The Appeals Court decision came a day after Colorado state lawmakers attempted to set THC blood-level limits for operating a vehicle and voted out of committee a bill requiring marijuana growers and sellers to remain under a single corporate structure until October 2014.

A thousand miles to the Northwest, Washington state lawmakers grappled with a different sort of marijuana-induced judicial conundrum.

Washington state law currently defines marijuana as containing over 0.3% of the intoxicating compound delta-9 THC; anything below that threshold is considered hemp. Erik Nielson of the Washington State Patrol Crime Lab’s Forensic Lab Services Bureau described the schism between the legal and street definitions of the substance to the Associated Press, “When you smoke it, it would be very potent, but…it would be considered hemp under the law.”

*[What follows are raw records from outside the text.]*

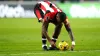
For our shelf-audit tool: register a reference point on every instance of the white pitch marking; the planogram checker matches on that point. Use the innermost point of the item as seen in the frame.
(48, 52)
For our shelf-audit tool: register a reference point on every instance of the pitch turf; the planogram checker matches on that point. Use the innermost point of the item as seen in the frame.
(22, 37)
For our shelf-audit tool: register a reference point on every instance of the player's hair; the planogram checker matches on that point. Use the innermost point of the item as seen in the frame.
(62, 16)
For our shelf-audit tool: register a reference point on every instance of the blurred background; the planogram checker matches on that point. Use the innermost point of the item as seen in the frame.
(20, 31)
(73, 8)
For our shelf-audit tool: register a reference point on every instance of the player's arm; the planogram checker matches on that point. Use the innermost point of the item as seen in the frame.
(67, 26)
(45, 33)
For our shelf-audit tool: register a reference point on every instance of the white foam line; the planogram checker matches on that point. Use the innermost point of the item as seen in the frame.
(48, 52)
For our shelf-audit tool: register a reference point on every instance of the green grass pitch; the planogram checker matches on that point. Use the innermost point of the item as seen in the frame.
(22, 37)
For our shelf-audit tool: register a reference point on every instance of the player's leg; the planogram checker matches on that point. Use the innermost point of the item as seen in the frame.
(44, 40)
(55, 36)
(38, 12)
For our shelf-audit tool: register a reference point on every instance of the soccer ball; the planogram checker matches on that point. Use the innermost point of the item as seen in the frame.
(63, 45)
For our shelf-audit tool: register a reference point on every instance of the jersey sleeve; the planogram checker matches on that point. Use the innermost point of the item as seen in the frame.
(46, 17)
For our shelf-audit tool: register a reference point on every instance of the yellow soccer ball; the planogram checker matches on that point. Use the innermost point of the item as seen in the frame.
(63, 45)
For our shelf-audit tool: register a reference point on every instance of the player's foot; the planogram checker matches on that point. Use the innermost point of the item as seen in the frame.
(45, 48)
(53, 48)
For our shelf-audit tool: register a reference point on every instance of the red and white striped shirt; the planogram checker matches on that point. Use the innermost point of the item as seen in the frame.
(45, 5)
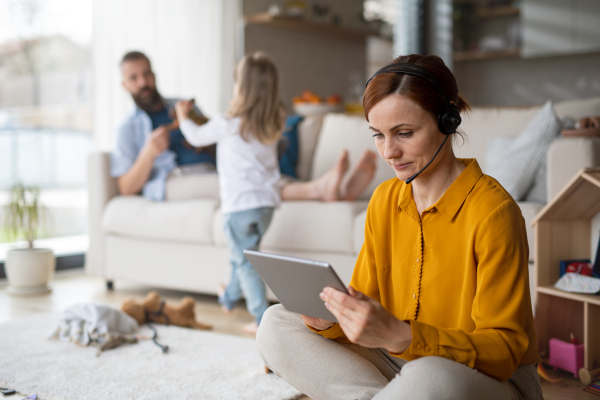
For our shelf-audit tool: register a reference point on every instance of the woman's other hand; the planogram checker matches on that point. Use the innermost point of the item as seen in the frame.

Instead of testing the THC concentration of each confiscated quantity of marijuana, which remains illegal for persons under 21 years old, law enforcement officials brought House Bill 2056 to lawmakers where it received 6-3 approval by the House Government Accountability & Oversight committee. The bill changes the definition of THC concentration to distinguish the intoxicating cannabis plant from industrial hemp, the production of which the committee seeks to protect. The measure will require a two-thirds vote in both houses of the Washington State Legislature to pass per state constitutional requirements for changing constitutional amendments.

Earlier this month marijuana legalization won the support of a majority of Americans for the first time in a poll conducted by Pew Research. Since that poll the White House has published a policy report endorsing the use of drug courts and alternatives to incarceration for individuals suffering from addiction while reaffirming the administration’s goal to eradicate marijuana production.